Developing a Tool for Selection for Medical School

A search for academic and non-academic parameters to predict future medical school performance.

Samenvatting proefschrift Louise C. Urlings-Strop

Erasmus MC, Rotterdam, 10 oktober 2018 
Promotor: Prof. dr. A.P.N. Themmen
Co-promotor: Dr. K.M. Stegers-Jager

Voor de studie geneeskunde melden zich al tientallen jaren meer studenten aan dan er studieplaatsen zijn bij de medische faculteiten. Sinds de jaren ’70 vond in Nederland de verdeling van de studieplekken plaats via een gewogen loting. Eind jaren ’90 ontstond over die loting een publiek debat naar aanleiding van de uitloting tot driemaal toe van een briljante scholiere. Uiteindelijk raakte ook de politiek ervan overtuigd dat naast loting wellicht selectie aan de poort een mogelijkheid biedt studenten te selecteren.

Wereldwijd worden al veel langer studenten geselecteerd voor geneeskunde. Er zijn diverse selectieprocedures ontwikkeld, zoals het afnemen van interviews, het afnemen van toelatings- en persoonlijkheidstesten en diverse testen die de bepaalde gewenste individuele competentie testen. Het bewijs dat deze methoden studenten opleveren die inderdaad beter presteren, laat staan betere, meer professionele artsen is beperkt.
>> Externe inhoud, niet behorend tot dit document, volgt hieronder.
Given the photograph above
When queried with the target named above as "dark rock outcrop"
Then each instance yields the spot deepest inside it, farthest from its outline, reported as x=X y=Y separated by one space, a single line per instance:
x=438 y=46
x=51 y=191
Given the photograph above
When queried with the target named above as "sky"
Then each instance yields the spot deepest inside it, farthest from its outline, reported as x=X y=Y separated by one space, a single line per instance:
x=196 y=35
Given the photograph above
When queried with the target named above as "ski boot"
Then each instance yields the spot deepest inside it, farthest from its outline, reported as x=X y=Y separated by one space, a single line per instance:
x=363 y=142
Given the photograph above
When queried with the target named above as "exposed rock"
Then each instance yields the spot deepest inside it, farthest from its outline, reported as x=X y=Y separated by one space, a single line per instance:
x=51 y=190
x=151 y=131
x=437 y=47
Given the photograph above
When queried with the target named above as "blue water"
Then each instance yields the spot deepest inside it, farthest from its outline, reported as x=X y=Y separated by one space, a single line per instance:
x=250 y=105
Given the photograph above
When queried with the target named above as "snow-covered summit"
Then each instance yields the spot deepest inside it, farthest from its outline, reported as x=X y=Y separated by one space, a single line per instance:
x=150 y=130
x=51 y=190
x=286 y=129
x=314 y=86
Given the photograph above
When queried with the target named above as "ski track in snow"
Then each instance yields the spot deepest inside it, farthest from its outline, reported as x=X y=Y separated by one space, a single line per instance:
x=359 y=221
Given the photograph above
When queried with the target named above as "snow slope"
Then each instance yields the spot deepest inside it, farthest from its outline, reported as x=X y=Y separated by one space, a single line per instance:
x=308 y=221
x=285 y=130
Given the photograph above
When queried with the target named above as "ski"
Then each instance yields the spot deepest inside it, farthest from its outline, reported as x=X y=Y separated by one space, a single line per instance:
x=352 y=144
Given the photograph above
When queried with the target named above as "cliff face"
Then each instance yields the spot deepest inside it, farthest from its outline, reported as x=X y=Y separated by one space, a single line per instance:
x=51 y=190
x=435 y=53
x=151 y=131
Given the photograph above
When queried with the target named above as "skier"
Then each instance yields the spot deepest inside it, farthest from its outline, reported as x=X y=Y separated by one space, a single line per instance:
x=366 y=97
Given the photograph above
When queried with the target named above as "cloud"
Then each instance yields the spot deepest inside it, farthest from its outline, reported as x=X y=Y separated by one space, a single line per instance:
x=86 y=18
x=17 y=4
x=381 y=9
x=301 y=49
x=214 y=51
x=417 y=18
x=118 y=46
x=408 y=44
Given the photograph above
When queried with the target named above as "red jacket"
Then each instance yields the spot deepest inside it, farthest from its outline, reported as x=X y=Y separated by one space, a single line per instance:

Vanaf 2000 mochten de medische faculteiten in Nederland bij wijze van experiment zelf hun studenten selecteren (de zogenoemde decentrale selectie), naast toelating via de gewogen loting. Dit bood een unieke mogelijkheid om de validiteit van de gekozen selectieprocedure te onderzoeken door de resultaten van de geselecteerde studenten te vergelijken met die van de ingelote studenten waar in dit proefschrift dan ook gebruik van wordt gemaakt.

In het Erasmus MC werd een selectieprocedure ontwikkeld waarin niet-academische en academische vaardigheden werden beoordeeld. In de eerste, geheel schriftelijke, fase van de selectie werden niet-academische vaardigheden beoordeeld door naar de deelname van de kandidaat aan buitenschoolse activiteiten te vragen. In de tweede fase stonden de academische studievaardigheden centraal. Kandidaten volgden een college gevolgd door tests, onder andere over een vooraf opgegeven medisch onderwerp. Een soort proefstuderen.

In dit proefschrift worden de resultaten weergegeven van deze vergelijking tussen geselecteerde en ingelote studenten. Opvallende uitkomsten waren dat de geselecteerde studenten significant minder uitvielen tijdens de eerste jaren van de opleiding en, heel opmerkelijk, hogere cijfers haalden in de coschappen. Deze verschillen konden niet worden verklaard door het geslacht van de deelnemers, noch hun gemiddeld eindexamencijfer. Geselecteerde studenten waren weliswaar significant ouder, echter dit is maar 4 maanden wat niet klinisch relevant wordt geacht.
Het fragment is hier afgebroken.